第34章 Boys!〈剣城 優一〉
『京介。せめて、雪音ちゃんの前ではいつも通りのお前でいるんだ。それが雪音ちゃんの望むことだろう』
「そうだね。剣城君がいつまでも暗い顔のままだと雪音ちゃんも安心して手術受けられないよ」
「そう、だな」
俺が手術を受けるときも瑪瑙は辛そうではあったが笑顔で送り出してくれた。雪音ちゃんほど命に関わるわけではないけれど、やはり心配はする。逆の立場だったら俺だってそうした。

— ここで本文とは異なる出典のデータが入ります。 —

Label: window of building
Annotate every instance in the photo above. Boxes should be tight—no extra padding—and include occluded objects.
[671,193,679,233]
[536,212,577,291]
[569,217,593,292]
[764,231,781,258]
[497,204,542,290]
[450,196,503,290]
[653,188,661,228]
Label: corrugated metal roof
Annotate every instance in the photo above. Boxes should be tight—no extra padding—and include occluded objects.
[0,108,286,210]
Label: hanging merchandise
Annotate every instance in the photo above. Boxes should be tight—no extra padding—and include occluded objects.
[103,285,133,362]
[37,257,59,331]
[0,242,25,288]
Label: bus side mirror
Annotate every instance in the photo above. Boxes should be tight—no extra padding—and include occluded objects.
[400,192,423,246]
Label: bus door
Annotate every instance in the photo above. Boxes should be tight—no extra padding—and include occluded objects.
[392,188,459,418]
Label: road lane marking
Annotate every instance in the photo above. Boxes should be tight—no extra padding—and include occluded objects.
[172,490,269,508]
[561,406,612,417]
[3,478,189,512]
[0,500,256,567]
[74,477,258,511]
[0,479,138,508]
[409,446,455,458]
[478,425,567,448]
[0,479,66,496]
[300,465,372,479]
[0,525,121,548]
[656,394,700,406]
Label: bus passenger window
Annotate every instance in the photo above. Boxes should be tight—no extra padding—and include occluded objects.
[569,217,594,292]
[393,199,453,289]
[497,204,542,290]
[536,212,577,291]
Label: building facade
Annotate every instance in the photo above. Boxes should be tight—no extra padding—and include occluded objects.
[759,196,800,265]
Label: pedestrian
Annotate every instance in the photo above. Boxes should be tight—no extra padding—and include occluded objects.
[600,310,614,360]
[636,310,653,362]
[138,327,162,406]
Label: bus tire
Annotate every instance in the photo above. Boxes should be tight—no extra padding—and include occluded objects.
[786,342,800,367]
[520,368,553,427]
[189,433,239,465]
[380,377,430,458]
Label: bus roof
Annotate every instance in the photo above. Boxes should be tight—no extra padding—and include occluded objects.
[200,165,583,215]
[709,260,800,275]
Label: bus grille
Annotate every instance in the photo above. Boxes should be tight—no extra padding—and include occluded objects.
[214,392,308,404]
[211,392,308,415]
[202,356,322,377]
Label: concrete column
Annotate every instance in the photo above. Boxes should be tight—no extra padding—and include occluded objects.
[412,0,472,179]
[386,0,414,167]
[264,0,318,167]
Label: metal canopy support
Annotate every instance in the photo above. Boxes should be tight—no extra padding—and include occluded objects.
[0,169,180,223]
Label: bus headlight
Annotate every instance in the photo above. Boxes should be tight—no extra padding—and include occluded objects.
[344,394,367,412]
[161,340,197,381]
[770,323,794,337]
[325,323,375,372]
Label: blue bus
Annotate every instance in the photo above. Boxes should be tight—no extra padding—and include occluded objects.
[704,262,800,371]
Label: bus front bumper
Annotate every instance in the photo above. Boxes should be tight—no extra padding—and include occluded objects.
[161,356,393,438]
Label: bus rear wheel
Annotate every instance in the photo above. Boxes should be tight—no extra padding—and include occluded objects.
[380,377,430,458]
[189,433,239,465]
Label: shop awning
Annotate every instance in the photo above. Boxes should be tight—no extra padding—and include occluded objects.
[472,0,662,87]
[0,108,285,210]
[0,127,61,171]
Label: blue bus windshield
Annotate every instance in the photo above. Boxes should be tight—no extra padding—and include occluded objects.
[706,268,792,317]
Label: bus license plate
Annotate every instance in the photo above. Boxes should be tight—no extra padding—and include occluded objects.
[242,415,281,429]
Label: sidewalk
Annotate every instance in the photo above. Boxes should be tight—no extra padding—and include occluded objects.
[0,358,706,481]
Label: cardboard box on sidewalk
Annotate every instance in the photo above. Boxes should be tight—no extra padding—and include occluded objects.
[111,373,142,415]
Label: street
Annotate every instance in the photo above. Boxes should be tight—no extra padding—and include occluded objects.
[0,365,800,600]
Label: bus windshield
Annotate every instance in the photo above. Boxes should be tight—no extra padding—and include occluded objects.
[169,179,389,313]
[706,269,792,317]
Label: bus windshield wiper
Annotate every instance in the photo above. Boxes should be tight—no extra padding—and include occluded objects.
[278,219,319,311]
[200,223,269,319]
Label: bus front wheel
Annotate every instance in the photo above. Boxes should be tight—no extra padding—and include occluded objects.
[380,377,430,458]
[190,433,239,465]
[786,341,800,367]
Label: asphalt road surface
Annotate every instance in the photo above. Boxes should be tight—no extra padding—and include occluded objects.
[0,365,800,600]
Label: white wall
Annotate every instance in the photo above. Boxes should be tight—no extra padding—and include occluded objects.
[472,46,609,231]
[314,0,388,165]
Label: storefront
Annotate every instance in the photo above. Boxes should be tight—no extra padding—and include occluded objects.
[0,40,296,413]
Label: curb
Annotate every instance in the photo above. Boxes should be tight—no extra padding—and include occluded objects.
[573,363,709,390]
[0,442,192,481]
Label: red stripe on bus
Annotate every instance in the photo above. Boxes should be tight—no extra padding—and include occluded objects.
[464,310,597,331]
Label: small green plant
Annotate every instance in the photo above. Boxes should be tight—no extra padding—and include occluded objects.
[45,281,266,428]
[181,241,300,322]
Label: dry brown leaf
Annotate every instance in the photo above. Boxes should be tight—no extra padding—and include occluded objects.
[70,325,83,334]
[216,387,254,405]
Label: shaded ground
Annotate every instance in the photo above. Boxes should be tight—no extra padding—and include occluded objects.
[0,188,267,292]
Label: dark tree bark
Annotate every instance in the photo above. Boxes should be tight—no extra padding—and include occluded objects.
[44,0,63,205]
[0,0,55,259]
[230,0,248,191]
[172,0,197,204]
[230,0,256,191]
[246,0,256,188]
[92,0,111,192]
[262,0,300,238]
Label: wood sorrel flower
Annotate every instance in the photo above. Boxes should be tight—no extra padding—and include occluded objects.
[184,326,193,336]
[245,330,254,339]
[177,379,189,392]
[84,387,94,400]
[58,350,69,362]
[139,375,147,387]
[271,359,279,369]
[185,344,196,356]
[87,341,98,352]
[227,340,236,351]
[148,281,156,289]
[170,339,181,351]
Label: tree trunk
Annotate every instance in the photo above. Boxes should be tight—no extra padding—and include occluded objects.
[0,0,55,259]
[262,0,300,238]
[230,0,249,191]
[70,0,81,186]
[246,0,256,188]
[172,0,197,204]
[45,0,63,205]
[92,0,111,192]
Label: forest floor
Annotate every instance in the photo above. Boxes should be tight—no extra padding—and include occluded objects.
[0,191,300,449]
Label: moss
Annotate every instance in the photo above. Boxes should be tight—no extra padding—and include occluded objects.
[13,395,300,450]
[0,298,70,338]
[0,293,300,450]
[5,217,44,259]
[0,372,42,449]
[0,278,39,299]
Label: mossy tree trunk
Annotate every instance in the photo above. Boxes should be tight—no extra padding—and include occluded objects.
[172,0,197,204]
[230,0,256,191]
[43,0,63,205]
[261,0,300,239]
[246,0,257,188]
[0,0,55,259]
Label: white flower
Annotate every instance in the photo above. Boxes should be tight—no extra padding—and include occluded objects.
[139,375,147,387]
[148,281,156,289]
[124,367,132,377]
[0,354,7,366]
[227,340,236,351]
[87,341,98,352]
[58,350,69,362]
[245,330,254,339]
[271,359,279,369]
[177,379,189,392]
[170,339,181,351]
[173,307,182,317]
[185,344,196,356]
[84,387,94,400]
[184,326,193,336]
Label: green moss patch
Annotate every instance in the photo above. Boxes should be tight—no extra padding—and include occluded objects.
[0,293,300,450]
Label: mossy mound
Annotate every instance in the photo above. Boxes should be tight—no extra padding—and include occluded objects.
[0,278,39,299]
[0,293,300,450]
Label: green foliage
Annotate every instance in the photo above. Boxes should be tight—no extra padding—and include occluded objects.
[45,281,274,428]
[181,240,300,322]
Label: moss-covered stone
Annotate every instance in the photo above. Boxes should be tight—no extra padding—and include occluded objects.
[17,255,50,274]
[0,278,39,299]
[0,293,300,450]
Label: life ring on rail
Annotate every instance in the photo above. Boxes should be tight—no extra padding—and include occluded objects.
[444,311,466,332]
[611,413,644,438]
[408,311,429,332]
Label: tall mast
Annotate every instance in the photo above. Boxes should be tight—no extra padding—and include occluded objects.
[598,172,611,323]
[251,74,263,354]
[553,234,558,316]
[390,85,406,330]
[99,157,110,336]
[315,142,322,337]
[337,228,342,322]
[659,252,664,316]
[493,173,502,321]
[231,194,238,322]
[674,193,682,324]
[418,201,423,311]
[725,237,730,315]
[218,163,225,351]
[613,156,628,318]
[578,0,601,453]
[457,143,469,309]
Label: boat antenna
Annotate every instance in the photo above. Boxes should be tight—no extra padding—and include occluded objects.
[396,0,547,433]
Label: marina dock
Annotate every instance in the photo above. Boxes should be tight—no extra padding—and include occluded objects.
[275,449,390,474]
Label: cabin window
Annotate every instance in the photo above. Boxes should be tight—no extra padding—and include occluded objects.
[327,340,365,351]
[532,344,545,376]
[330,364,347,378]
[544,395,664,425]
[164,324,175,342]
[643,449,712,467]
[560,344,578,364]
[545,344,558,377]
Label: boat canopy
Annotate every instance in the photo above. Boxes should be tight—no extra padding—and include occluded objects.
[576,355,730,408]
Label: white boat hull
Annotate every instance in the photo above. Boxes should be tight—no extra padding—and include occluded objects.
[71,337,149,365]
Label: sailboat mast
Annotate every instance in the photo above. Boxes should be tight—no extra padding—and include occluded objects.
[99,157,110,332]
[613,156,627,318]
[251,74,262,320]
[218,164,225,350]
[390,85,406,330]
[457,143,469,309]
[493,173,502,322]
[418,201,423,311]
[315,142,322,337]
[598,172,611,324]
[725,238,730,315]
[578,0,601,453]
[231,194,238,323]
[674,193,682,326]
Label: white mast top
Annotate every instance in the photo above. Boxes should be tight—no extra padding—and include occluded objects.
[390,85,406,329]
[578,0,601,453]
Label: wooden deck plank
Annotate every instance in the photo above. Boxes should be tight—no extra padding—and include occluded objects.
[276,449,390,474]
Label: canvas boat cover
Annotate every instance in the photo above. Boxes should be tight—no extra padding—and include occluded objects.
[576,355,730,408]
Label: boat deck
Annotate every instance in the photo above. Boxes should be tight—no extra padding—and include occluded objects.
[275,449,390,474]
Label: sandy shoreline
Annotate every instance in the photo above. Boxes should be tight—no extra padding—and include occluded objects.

「なら、雪音ちゃんが安心して手術を受けられるようにHLHIで優勝もぎ取ってくるしかないね!」
『二人とも選考試合のメンバーに選ばれてるんだったな。頑張って来いよ』
「もちろんだよ、兄さん」
「僕も、菖蒲に優勝持ち帰るって決めたんだ!マネージャーとしてついてきてくれるって言ってくれたし」
『へぇ、菖蒲ちゃんもマネージャーとしてイナズマジャパンについていくのか』
「うん、僕が誘ったんだ」
確かにもうそろそろHLHIが始まる。選考試合ももう明日に迫っていて、俺の家が会場に近いから二人とも今日は泊まる予定だ。
『京介も、雪音ちゃんを誘ってみたらどうだ?』
「雪音を?」
『無理にとは言わないが体と相談して大丈夫だったらやってもらうのも悪くないと思うぞ』
手術前に大きな自信をつけられたら雪音ちゃんも安心して受けられるだろう。京介曰く、彼女は見かけは大分強く振舞っているように見えるが中身は割と脆いタイプらしい。
「分かった」
「優一さんも高校生だったら一緒に出られたのになあ」
『もっと先の未来でだったら一緒にサッカーするかもしれないぞ』
「確かに!すごい楽しみ!」
今は大学生として大学のサッカーサークルに所属しているが、将来はサッカープレイヤーを夢見ている。プレイヤーが無理でも何かしらサッカーに携われる仕事をしたい。
『その時は、負けないからな。二人とも』
「僕だって負けないよ!」
「俺もだよ、兄さん」
これは女子には内緒の男同士の誓いだ。絶対に俺の大好きなサッカーをやり続ける。弟と約束したから。
「あ、そういえば。優一さんに聞くの忘れてた」
『何だい?』
「優一さんと瑪瑙さんって今どんな感じなの?」
大分ストレートに聞かれて動揺したが、確かに自分だけ言わないで逃げるわけにもいかない。